Get chi square, the curvature matrix alpha and the matrix beta according to the input parameters. If all the parameters are unconstrained, the covariance matrix is the inverse of the alpha matrix.

Parameters:
  • model – callable The model function, f(x, …). It must take the independent variable as the first argument and the parameters to fit as separate remaining arguments. The returned value is a one dimensional array of floats.

  • parameters – N-length sequence Values of parameters at which function and derivatives are to be calculated.

  • x – An M-length sequence. The independent variable where the data is measured.

  • y – An M-length sequence The dependent data — nominally f(xdata, …)

  • weight – M-length sequence Weights to be applied in the calculation of chi square As a reminder chisq = np.sum(weigth * (model(x, *parameters) - y)**2)

  • constraints (optional, None or 2D sequence) –

    If provided, it is a 2D sequence of dimension (n_parameters, 3) where, for each parameter denoted by the index i, the meaning is

    • constraints[i][0]

      • 0 - Free (CFREE)

      • 1 - Positive (CPOSITIVE)

      • 2 - Quoted (CQUOTED)

      • 3 - Fixed (CFIXED)

      • 4 - Factor (CFACTOR)

      • 5 - Delta (CDELTA)

      • 6 - Sum (CSUM)

    • constraints[i][1]

      • Ignored if constraints[i][0] is 0, 1, 3

      • Min value of the parameter if constraints[i][0] is CQUOTED

      • Index of fitted parameter to which it is related

    • constraints[i][2]

      • Ignored if constraints[i][0] is 0, 1, 3

      • Max value of the parameter if constraints[i][0] is CQUOTED

      • Factor to apply to related parameter with index constraints[i][1]

      • Difference with parameter with index constraints[i][1]

      • Sum obtained when adding parameter with index constraints[i][1]

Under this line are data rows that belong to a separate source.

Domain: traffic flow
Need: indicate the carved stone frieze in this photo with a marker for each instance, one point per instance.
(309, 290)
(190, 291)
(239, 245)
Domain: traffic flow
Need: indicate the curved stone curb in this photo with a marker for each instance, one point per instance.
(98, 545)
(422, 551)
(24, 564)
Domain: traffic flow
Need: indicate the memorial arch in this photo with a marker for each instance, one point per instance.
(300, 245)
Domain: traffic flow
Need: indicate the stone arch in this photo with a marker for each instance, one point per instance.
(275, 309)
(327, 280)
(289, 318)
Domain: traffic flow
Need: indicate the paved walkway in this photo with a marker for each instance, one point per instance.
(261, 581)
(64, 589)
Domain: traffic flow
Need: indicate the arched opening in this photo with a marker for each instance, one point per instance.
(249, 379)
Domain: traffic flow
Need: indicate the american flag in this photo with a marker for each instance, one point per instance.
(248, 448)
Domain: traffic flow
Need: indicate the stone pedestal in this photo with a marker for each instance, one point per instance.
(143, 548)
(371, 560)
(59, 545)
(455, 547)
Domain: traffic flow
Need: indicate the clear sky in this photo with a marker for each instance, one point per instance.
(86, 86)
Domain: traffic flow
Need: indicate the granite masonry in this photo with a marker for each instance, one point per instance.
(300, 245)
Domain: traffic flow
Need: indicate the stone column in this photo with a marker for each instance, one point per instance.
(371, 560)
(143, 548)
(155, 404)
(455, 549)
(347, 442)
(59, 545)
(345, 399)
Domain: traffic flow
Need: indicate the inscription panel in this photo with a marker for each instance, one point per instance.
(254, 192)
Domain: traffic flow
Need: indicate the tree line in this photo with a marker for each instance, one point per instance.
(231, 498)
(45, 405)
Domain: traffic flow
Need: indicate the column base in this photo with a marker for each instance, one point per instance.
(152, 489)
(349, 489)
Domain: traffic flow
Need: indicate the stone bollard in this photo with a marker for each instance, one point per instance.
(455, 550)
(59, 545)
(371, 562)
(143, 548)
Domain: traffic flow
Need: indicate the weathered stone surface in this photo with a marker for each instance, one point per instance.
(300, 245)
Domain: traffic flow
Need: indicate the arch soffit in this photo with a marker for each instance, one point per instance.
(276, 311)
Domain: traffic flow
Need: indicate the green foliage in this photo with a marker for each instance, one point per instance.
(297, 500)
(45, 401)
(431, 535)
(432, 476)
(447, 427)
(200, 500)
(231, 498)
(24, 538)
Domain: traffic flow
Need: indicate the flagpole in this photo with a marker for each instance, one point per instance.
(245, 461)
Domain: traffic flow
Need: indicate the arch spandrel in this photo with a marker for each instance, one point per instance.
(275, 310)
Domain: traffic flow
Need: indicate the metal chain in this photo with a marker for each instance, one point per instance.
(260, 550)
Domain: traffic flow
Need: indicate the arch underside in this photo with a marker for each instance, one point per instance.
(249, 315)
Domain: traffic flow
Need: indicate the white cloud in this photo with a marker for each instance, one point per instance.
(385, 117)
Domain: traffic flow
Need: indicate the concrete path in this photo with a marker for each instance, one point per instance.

  • model_deriv (optional, None or callable) – None (default) or function providing the derivatives of the fitting function respect to the fitted parameters. It will be called as model_deriv(xdata, parameters, index) where parameters is a sequence with the current values of the fitting parameters, index is the fitting parameter index for which the the derivative has to be provided in the supplied array of xdata points.

  • epsfcn (optional, float) – float A variable used in determining a suitable parameter variation when calculating the numerical derivatives (for model_deriv=None). Normally the actual step length will be sqrt(epsfcn)*x Original Gefit module was using epsfcn 1.0e-10 while default value is now numpy.finfo(numpy.float64).eps as in scipy

  • left_derivative (optional, bool) – This parameter only has an influence if no derivative function is provided. When True the left and right derivatives of the model will be calculated for each fitted parameters thus leading to the double number of function evaluations. Default is False. Original Gefit module was always using left_derivative as True.

  • last_evaluation – An M-length array Used for optimization purposes. If supplied, this array will be taken as the result of evaluating the function, that is as the result of model(x, *parameters) thus avoiding the evaluation call.

  • full_output

    bool, optional

    Additional output used for internal purposes with the keys:

    function_calls

    The number of model function calls performed.

    fitparam

    A sequence with the actual free parameters

    free_index

    Sequence with the indices of the free parameters in input parameters sequence.

    noigno

    Sequence with the indices of the original parameters considered in the calculations.